The six months saw 569 upgrades and 103 downgrades, while ratings on 80 per cent of the companies being reaffirmed, it said.
The ongoing interest rate tightening may result in some of the companies going slow on investments, and the higher interest costs will have an adverse impact on the renewables sector the most with the project viability itself coming under pressure, its chief ratings officer Subodh Rai told reporters.
He said there have been investment announcements by steel and cement players, along with those getting benefits under the production linked incentive initiative of the government, but a broader capex cycle like the one seen in 2012-13 is some time away.
For the financial sector, it gave a ‘stable’ outlook and added that while the gross non-performing assets ratio may moderate on an overall basis, exposures to small businesses face a risk of higher NPAs.
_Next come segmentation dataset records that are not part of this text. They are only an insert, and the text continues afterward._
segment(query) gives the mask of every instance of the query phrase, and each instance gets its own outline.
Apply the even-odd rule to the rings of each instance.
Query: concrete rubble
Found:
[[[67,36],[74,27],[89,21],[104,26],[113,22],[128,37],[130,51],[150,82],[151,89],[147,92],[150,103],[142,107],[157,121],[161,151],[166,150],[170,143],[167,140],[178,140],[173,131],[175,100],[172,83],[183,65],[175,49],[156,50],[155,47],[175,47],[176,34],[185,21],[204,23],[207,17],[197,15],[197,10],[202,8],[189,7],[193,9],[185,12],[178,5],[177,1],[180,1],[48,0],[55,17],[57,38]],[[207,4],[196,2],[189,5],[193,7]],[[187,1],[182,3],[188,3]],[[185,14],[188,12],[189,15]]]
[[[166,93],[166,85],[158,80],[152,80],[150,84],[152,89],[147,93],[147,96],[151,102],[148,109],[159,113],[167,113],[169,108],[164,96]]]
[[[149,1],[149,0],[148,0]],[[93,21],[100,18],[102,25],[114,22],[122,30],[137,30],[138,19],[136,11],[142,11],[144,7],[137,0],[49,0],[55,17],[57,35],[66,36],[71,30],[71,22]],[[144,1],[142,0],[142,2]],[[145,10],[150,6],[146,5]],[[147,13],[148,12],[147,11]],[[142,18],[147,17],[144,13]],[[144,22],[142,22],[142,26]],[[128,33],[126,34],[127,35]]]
Its deputy chief ratings officer Krishnan Sitaraman said Crisil expects a fourth of the restructured advances to micro, small and medium enterprises to slip into NPA, but added that there are positives for the overall sector in form of higher credit growth at up to 15 per cent, stronger capital buffers and improved profitability.
The agency’s corporate credit outlook based on 43 sectors accounting for 70 per cent of outstanding debt classified 13 sectors having 18 per cent as the most buoyant while the remaining were classified as neutral to positive.
Export-oriented sectors such as textiles, pharmaceuticals and information technology will see some moderation in cash flows owing to slow down in end-user markets, it said, adding that agrochemicals, dairy, education services would also see a moderation in their performance due to elevated costs and inability to fully pass them on.
Meanwhile, India Ratings and Research said the strong rating upgrade momentum continued in the first half despite deteriorating macroeconomic conditions, with 159 upgrades and 40 downgrades.
Healthy financial profile, improving business performance and availability of liquidity helped the ratings, its head of credit policy group, Arvind Rao, said.
Icra Ratings said in H1, it saw 250 upgrades and 76 downgrades.